The New York Review of Magazines

Campaigns and Elections

Circulation: 30,000
Date of Birth: 1980
Frequency: Bimonthly
Price: $4.95
website: campaignsandelections.com

By Matthew Sawh

Journalists covering political campaigns often focus on candidates’ personal style to say something about substance—George W. Bush’s Texas swagger or Barack Obama’s cool detachment, for example. The danger is that election results that are anything but inevitable are presented as inescapable—produced by personality. For a deeper look at campaigns and their power, check out Campaigns and Elections magazine.

Campaigns and Elections brings its 30,000-plus readers inside the smoke-filled rooms where political operatives are plotting the “path to power,” to use biographer Robert Caro’s phrase. It seeks to appeal to the powerful insiders who make the major decisions on advertising, hiring and messaging that win or lose elections. While political magazines like The Weekly Standard and The New Republic often talk tactics, Campaigns and Elections offers depth and grainy “how-to” detail. Insiders need that detail and interested outsiders can benefit from it, too.

Campaigns and Elections stresses the practical nuts and bolts of modern campaigning. One story in the November/December issue measured the depth of each GOP campaign’s ground game in Iowa, New Hampshire and South Carolina, the first three Republican primary contests, providing office and staff counts. Another story devoted nearly a dozen pages to a political-consultant scorecard. Want to run for office? This tells you whom to hire.
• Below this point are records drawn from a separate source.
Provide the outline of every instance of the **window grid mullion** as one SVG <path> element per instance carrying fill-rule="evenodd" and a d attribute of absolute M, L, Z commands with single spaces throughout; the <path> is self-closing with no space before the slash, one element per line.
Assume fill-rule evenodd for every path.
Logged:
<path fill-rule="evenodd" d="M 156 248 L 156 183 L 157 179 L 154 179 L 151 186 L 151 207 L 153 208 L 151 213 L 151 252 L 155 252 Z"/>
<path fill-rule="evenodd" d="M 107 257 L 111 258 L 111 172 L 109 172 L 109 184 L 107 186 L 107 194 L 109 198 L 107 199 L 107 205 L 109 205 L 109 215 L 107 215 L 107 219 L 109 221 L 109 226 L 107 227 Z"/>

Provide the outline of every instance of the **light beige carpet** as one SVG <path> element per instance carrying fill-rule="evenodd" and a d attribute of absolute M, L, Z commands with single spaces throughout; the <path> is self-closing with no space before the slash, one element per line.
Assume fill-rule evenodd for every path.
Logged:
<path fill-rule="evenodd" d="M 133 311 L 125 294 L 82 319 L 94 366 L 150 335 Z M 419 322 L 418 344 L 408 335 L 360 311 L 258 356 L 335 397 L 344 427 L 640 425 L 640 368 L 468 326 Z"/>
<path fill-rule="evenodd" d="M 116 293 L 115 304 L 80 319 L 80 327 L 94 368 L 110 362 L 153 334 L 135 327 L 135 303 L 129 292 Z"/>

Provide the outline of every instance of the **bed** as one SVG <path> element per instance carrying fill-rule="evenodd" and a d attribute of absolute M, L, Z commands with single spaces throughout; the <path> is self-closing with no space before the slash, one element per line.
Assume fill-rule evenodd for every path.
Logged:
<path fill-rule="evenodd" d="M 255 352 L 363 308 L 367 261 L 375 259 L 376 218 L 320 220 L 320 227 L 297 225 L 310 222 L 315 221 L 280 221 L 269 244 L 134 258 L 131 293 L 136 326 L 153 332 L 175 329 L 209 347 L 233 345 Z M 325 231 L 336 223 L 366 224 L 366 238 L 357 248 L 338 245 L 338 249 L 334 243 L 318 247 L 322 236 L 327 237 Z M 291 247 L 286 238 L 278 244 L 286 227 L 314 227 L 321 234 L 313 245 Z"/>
When New York magazine asks, “Who in God’s name is Mitt Romney?” Campaigns and Elections wonders: Who is organizing the fall presidential debates? A technology theme pervaded much of that winter issue, with social media, the social Web and the implications of pushback against online campaign tracking all scoring coverage. Staffers wrote most of the pieces, but practitioners also wrote a few, answering the neurotic questions of political consultants, such as: Can a digital billboard with new messages each night be effective? How do pollsters count people who only use cellphones?

The late Stanley Foster Reed started the magazine in 1980 as a how-to-enter-politics guide. He said he wanted to get better people involved in the process. “In political campaigns and in business, it is management that makes the difference,” he wrote in the first issue. “Management of resources: money, media, people.”

The magazine’s media kit claims that sixty-five percent of readers each control campaign spending worth more than $100,000 in a cycle, and eighty-three percent have regular contact with elected officials. Campaigns and Elections has a deck of editorial advisors that is stacked with familiar names, including Joe Trippi, who ran Howard Dean’s 2004 campaign, which he built through online organizing; queens like Mary Matalin, who advised the administrations of both George H. W. Bush and George W. Bush; and aces like David Yepsen, an expert on Iowa’s first-in-the-nation caucus.

Campaigns and Elections shows that campaign tactics have consequences. Recent events reflect this: Just thirty-four votes separated Rick Santorum and Mitt Romney in Iowa. Four years ago, organizing strategies in South Carolina produced a crucial Barack Obama win, answering Hillary Clinton’s New Hampshire victory.

The November/December issue’s letter from the editor, Shane D’Aprile, kicked off with his all-time favorite rant from a campaign staffer: “We do all the work and the candidate gets all the credit. We ring doorbells and make the posters and build up the candidate’s image. And then he says something stupid and ruins everything we’ve done.”

 Content like that makes Campaigns and Elections an entertaining read for people who like political inside baseball, whether they are players or just interested spectators. The magazine may be elusive on newsstands, where it costs four dollars and ninety-five cents. But for three dollars and ninety-nine cents, it’s available online, where its detail and insight impress despite having to use the clunky Zinio reader.